= Andrew Parker (zoologist) =

Australian zoologist

Andrew Parker (born 1967) (PhD Macquarie University) is a zoologist who has worked on biomimetics. He worked at the Natural History Museum in London, and from 1990 to 1999 he was a Royal Society University Research Fellow and is a research associate of the Australian Museum and University of Sydney and from 1999 until 2005 he worked at the University of Oxford. As of 2018 Parker is a visiting research fellow at Green Templeton College where he is head of a research team into photonic structures and eyes.

=="Light Switch Theory" and popular science books==
In his 2003 book In the Blink of an Eye, Parker proposes that the Cambrian Explosion, as the sudden diversification in animal fossil forms at the start of the Cambrian Period, was due to the development of the vision faculty and the consequent intensification of predation. He calls this the "Light Switch Theory." In particular he concludes that predation with vision led to the development of hard body parts, explaining why the fossil record displayed the Cambrian Explosion at this point in time. The theory received varied reviews; while some were highly critical of the book and its central hypothesis, the majority of others were highly positive. However, an important criticism remained that of timing, of the relationship between the rise of predation and the period when vision developed. In his review of many of the debates about the transformation of life forms around the Precambrian-Cambrian boundary, Martin Brasier argues that predation played a critical role during the Cambrian Explosion, but that Parker's emphasis on vision is misplaced because eyes did not develop until late in the spread of such predation.
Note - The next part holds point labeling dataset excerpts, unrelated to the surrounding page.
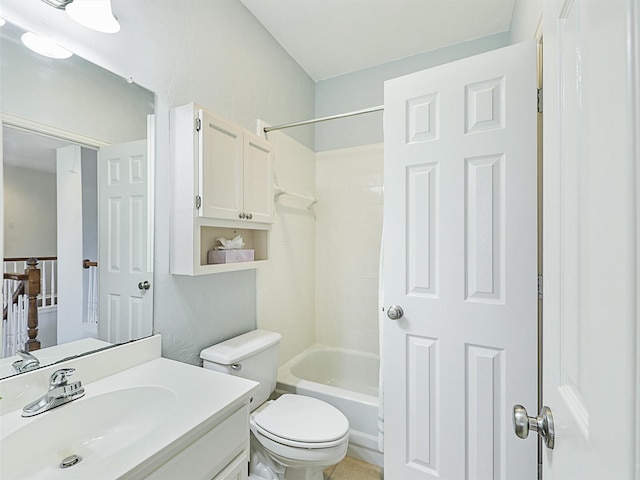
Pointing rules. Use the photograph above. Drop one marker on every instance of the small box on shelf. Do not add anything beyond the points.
(230, 256)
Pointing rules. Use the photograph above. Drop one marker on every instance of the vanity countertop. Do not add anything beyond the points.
(192, 401)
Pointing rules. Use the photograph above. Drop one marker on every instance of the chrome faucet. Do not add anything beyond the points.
(27, 363)
(60, 392)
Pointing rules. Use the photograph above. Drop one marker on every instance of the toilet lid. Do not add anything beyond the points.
(303, 419)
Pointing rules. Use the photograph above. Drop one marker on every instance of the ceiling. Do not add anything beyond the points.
(333, 37)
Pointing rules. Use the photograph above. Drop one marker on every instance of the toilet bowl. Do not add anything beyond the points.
(292, 437)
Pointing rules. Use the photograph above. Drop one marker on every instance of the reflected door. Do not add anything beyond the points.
(460, 258)
(126, 303)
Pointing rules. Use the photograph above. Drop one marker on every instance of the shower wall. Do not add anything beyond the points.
(285, 286)
(349, 188)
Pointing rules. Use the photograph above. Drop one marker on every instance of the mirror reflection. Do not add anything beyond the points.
(77, 205)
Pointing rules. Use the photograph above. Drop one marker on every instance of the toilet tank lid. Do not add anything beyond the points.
(238, 348)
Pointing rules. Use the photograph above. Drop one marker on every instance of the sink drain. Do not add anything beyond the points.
(70, 461)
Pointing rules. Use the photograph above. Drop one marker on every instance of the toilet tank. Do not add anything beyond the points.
(253, 355)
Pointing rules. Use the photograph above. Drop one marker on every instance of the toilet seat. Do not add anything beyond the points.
(302, 422)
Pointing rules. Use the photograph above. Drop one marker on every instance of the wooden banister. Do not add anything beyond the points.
(32, 290)
(31, 286)
(86, 263)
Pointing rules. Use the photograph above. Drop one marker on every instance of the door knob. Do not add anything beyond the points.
(395, 312)
(543, 424)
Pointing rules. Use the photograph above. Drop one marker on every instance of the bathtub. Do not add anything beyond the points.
(346, 379)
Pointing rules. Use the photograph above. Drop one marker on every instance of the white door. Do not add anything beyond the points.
(460, 257)
(591, 238)
(124, 265)
(69, 245)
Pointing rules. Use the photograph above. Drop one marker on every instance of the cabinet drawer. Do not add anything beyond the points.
(210, 454)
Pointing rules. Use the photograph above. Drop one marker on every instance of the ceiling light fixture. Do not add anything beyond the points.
(93, 14)
(44, 46)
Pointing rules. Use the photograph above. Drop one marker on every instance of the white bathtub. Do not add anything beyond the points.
(346, 379)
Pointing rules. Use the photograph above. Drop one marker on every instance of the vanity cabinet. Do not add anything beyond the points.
(222, 186)
(220, 454)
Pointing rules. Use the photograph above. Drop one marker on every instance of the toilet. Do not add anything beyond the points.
(292, 437)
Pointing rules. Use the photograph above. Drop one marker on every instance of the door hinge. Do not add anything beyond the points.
(540, 286)
(539, 100)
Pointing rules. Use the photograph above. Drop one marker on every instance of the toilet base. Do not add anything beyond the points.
(268, 465)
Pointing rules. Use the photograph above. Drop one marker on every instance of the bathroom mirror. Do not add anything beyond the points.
(77, 185)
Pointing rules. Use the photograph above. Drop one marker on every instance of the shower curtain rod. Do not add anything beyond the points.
(324, 119)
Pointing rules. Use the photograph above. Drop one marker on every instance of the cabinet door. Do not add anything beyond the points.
(237, 469)
(220, 167)
(258, 179)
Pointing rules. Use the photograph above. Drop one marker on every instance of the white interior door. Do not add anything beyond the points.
(125, 302)
(591, 243)
(460, 257)
(70, 273)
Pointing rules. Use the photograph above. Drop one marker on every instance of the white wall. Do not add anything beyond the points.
(527, 14)
(30, 213)
(214, 53)
(285, 287)
(348, 234)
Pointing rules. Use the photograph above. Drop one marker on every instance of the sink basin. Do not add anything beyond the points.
(91, 428)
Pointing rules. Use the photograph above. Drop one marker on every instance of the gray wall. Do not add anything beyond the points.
(71, 94)
(365, 88)
(30, 213)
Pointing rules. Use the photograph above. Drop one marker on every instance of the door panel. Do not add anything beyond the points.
(461, 258)
(125, 309)
(591, 238)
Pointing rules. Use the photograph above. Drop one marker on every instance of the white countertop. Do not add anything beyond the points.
(203, 398)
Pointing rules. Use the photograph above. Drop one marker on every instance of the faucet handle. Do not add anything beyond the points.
(59, 377)
(26, 363)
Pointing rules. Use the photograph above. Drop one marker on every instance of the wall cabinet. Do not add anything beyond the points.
(235, 171)
(222, 186)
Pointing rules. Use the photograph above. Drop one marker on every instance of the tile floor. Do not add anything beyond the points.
(352, 469)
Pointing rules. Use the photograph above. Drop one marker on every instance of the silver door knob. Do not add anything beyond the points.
(543, 424)
(395, 312)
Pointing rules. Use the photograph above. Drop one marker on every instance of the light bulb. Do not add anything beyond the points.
(94, 14)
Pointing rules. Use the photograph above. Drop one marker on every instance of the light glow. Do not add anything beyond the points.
(94, 14)
(44, 46)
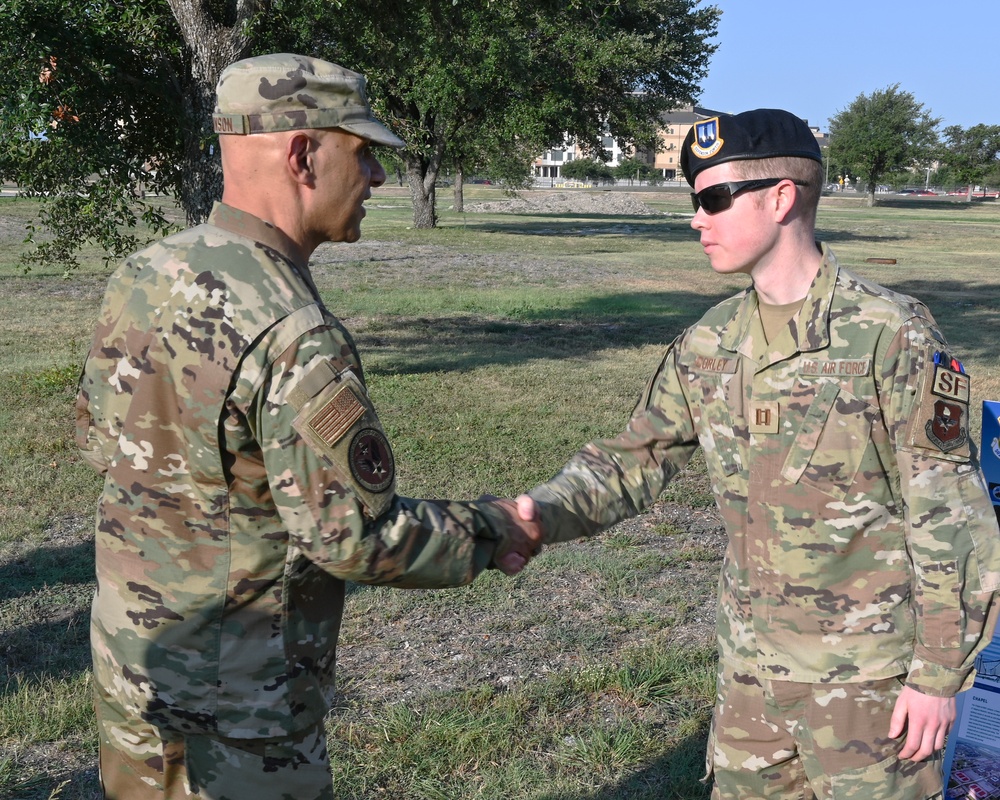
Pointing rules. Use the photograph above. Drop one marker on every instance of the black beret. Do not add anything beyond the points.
(761, 133)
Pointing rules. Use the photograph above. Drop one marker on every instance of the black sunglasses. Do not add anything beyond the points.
(720, 196)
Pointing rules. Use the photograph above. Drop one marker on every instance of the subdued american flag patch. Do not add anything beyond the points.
(337, 416)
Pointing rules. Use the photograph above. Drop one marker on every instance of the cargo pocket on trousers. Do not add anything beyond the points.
(890, 779)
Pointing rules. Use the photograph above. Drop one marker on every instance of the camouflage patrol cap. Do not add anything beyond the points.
(282, 92)
(761, 133)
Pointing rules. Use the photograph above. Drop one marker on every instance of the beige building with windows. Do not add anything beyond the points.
(673, 129)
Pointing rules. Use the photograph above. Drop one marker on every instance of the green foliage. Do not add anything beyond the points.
(487, 86)
(881, 133)
(633, 169)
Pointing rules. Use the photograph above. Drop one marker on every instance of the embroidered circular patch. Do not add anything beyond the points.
(371, 460)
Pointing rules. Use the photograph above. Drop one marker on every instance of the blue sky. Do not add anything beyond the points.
(813, 57)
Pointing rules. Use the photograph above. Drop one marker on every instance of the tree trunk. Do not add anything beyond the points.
(212, 45)
(422, 192)
(459, 194)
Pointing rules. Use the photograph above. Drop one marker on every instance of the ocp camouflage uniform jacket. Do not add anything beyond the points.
(862, 543)
(246, 478)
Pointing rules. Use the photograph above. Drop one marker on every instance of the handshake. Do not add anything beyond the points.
(523, 539)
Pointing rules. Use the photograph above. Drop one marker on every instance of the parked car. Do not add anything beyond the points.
(975, 193)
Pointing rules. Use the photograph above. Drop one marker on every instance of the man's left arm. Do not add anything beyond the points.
(951, 532)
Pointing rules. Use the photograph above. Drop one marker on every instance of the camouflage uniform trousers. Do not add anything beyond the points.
(805, 741)
(140, 762)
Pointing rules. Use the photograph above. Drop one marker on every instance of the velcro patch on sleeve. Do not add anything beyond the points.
(941, 423)
(338, 416)
(341, 425)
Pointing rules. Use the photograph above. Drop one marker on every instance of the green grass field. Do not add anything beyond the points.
(494, 347)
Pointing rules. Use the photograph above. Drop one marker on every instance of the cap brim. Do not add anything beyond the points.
(375, 132)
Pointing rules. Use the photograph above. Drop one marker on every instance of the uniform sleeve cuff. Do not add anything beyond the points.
(938, 681)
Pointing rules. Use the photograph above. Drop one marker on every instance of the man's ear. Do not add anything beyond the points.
(785, 197)
(298, 158)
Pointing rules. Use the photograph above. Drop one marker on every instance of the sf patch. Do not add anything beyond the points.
(707, 139)
(942, 423)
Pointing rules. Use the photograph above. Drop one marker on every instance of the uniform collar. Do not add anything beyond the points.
(810, 327)
(243, 223)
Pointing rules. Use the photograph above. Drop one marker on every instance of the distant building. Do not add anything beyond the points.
(674, 127)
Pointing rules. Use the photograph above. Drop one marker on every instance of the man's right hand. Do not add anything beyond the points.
(524, 534)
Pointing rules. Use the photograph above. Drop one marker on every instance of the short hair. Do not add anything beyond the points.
(806, 170)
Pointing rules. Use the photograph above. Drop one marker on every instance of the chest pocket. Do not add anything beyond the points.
(832, 441)
(716, 434)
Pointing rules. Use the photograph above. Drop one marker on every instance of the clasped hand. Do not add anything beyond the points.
(524, 534)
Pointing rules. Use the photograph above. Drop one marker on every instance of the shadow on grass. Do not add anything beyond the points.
(674, 776)
(426, 344)
(46, 595)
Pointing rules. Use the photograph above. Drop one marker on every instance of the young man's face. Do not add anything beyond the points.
(738, 238)
(346, 172)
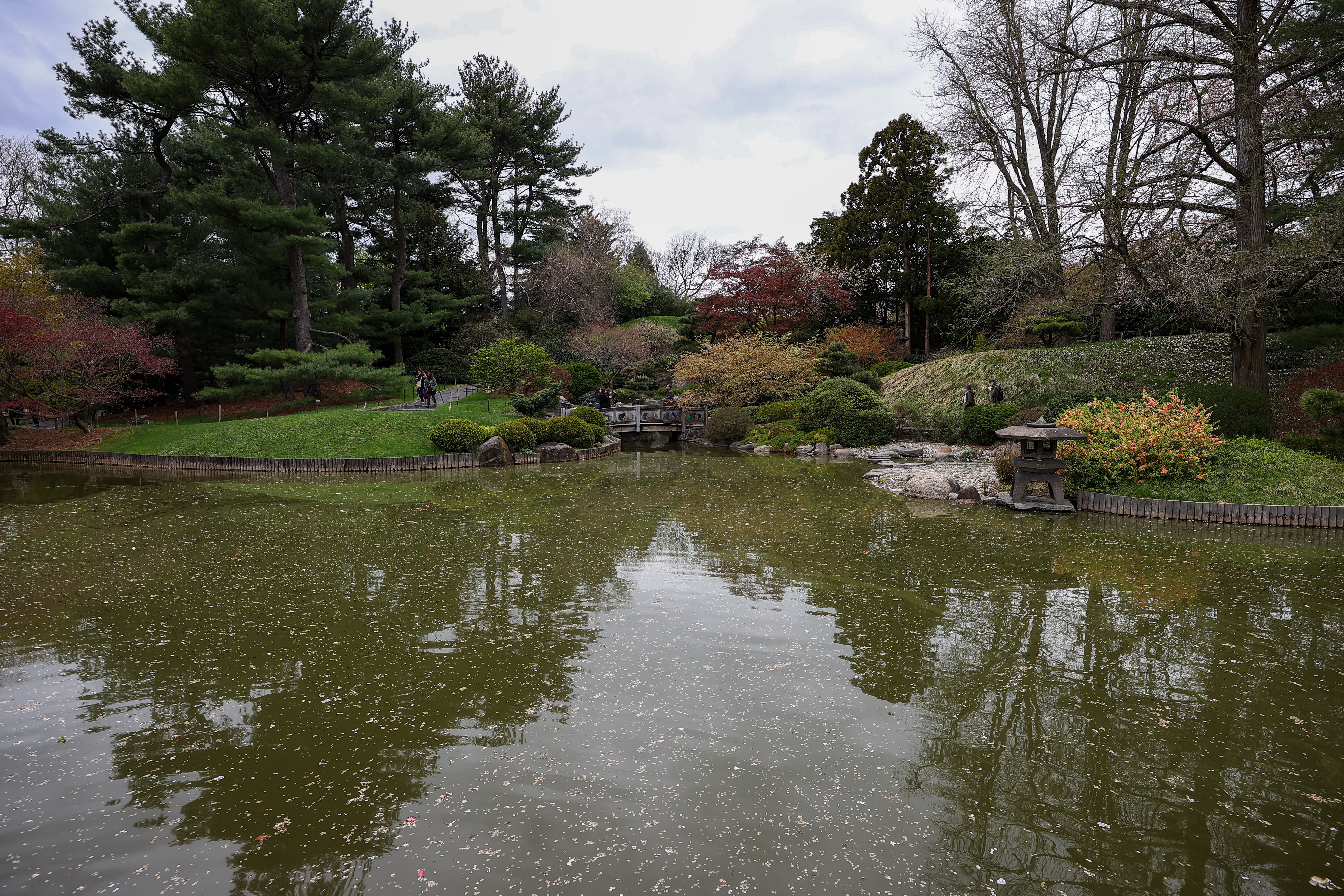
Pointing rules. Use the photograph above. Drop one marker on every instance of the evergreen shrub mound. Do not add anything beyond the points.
(851, 409)
(888, 369)
(728, 425)
(444, 363)
(538, 428)
(458, 436)
(570, 430)
(1238, 412)
(589, 416)
(777, 412)
(585, 378)
(980, 422)
(518, 436)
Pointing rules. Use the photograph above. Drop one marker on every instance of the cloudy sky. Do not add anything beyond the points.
(734, 117)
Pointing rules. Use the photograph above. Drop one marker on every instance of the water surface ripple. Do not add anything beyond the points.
(670, 672)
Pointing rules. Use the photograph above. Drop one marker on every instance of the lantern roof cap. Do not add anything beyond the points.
(1042, 432)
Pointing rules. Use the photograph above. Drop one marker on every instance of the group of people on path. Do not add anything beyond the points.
(427, 387)
(996, 394)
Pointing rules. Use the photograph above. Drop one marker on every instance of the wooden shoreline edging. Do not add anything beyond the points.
(1322, 518)
(281, 464)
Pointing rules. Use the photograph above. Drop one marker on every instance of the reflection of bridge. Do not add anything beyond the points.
(655, 418)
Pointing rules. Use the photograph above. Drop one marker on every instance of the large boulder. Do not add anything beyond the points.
(931, 484)
(495, 452)
(556, 452)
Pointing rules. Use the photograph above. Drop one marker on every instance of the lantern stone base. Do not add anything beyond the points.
(1023, 502)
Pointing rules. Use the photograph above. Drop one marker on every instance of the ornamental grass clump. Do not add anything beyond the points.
(1136, 441)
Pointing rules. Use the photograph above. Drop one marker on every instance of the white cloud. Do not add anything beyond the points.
(736, 117)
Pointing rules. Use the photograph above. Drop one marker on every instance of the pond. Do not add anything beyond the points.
(670, 672)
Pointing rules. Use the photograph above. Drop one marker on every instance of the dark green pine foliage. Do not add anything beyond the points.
(896, 224)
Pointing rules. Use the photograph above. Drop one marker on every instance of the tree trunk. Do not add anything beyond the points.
(298, 276)
(398, 273)
(1250, 331)
(186, 366)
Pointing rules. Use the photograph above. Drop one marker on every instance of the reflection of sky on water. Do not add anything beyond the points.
(694, 684)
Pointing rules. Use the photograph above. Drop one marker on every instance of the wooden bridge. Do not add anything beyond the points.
(655, 418)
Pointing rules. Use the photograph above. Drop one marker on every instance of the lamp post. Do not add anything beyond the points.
(1038, 463)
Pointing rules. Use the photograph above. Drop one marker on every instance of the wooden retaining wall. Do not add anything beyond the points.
(1324, 518)
(280, 464)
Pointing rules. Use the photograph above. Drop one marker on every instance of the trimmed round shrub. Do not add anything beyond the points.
(517, 434)
(458, 436)
(444, 363)
(888, 369)
(589, 416)
(851, 409)
(980, 421)
(584, 377)
(728, 425)
(538, 428)
(570, 430)
(868, 378)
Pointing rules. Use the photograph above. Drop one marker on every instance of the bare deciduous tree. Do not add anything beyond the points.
(686, 261)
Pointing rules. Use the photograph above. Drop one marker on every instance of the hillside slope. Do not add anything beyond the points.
(1031, 375)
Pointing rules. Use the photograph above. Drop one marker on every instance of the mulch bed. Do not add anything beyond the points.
(1291, 417)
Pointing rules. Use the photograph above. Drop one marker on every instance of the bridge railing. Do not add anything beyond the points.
(636, 417)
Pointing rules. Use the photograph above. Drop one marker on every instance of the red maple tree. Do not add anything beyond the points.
(61, 357)
(769, 287)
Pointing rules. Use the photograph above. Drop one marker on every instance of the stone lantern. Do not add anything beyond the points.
(1038, 463)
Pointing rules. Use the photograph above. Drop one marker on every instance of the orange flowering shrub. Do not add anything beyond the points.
(1136, 441)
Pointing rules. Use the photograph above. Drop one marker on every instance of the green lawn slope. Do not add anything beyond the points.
(1030, 377)
(1255, 472)
(339, 432)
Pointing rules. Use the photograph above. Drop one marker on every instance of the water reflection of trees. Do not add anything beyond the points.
(1087, 742)
(298, 700)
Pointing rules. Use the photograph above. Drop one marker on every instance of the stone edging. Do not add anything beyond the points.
(281, 464)
(1324, 518)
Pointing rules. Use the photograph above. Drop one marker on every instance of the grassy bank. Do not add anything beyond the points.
(1256, 472)
(1031, 377)
(339, 432)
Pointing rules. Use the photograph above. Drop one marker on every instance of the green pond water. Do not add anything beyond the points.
(669, 672)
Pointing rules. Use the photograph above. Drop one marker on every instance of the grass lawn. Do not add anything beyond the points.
(663, 320)
(1256, 472)
(339, 432)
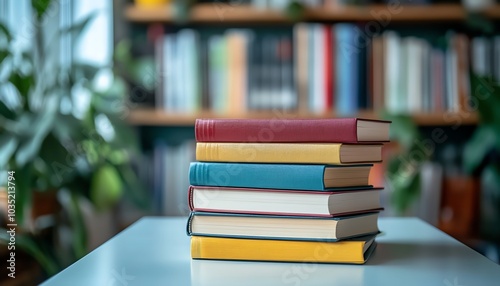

His 2006 book, Seven Deadly Colours, Parker describes the variety of methods of producing colour that have evolved in nature, and their implications for animal lifestyles.

Parker is also an agnostic. His 2009 book The Genesis Enigma argues that the Book of Genesis (and especially chapter 1) is surprisingly accurate and in accord with science. This caused him to conclude that the author of Genesis might have been inspired by God, although his work since demonstrates a neutral stance on religion.